Renan Santos ultrapassa R$ 1 milhão em doações e dispara na liderança do financiamento coletivo eleitoral

Pré-candidato do Partido Missão amplia vantagem sobre adversários e concentra parcela significativa das doações da pré-campanha presidencial de 2026

O presidente nacional do Partido Missão e pré-candidato à Presidência da República, Renan Santos, ultrapassou nesta terça-feira a marca de R$ 1 milhão arrecadados por meio de financiamento coletivo eleitoral.

De acordo com dados divulgados pela plataforma Quero Apoiar, a campanha alcançou R$ 1.000.321,14 em contribuições individuais, recebidas de mais de 17 mil apoiadores em todo o país. O resultado coloca Renan na liderança nacional do financiamento coletivo entre os principais nomes que se movimentam para a disputa presidencial de 2026.

A campanha estabeleceu como meta inicial a arrecadação de R$ 1.414.414,00. Com o valor alcançado até o momento, mais de 70% do objetivo já foi atingido. Apesar do resultado expressivo, a cifra ainda está longe dos valores que os principais partidos deverão movimentar por meio do Fundo Eleitoral durante a campanha de 2026.

A distância em relação aos demais pré-candidatos é expressiva. Nos levantamentos divulgados nas últimas semanas, o segundo colocado em arrecadação era Jones Manoel (PSOL), com aproximadamente R$ 340 mil, seguido por Marcel van Hattem (Novo), com cerca de R$ 216 mil.

Com a marca de R$ 1 milhão atingida, Renan passa a arrecadar quase três vezes mais que o segundo colocado e mais de quatro vezes o valor obtido pelo terceiro colocado no ranking nacional de financiamento coletivo.

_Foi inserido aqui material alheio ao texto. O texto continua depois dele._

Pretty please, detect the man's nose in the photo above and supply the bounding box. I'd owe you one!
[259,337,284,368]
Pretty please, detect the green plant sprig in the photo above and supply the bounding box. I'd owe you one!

Outro dado que chama atenção é o desempenho do próprio Partido Missão. Somadas as arrecadações de seus pré-candidatos nas plataformas autorizadas pela Justiça Eleitoral, a legenda já supera R$ 1,5 milhão em doações por financiamento coletivo. O montante reforça a capacidade de mobilização da sigla em uma fase da disputa na qual a maior parte dos partidos ainda depende principalmente de estruturas partidárias e da expectativa de acesso aos recursos do Fundo Eleitoral.

A arrecadação ocorre ainda durante a fase de pré-campanha. Pela legislação eleitoral brasileira, o financiamento coletivo é permitido antes do período oficial de campanha, mas os recursos arrecadados somente podem ser utilizados após o registro formal da candidatura e dentro das regras estabelecidas pela Justiça Eleitoral.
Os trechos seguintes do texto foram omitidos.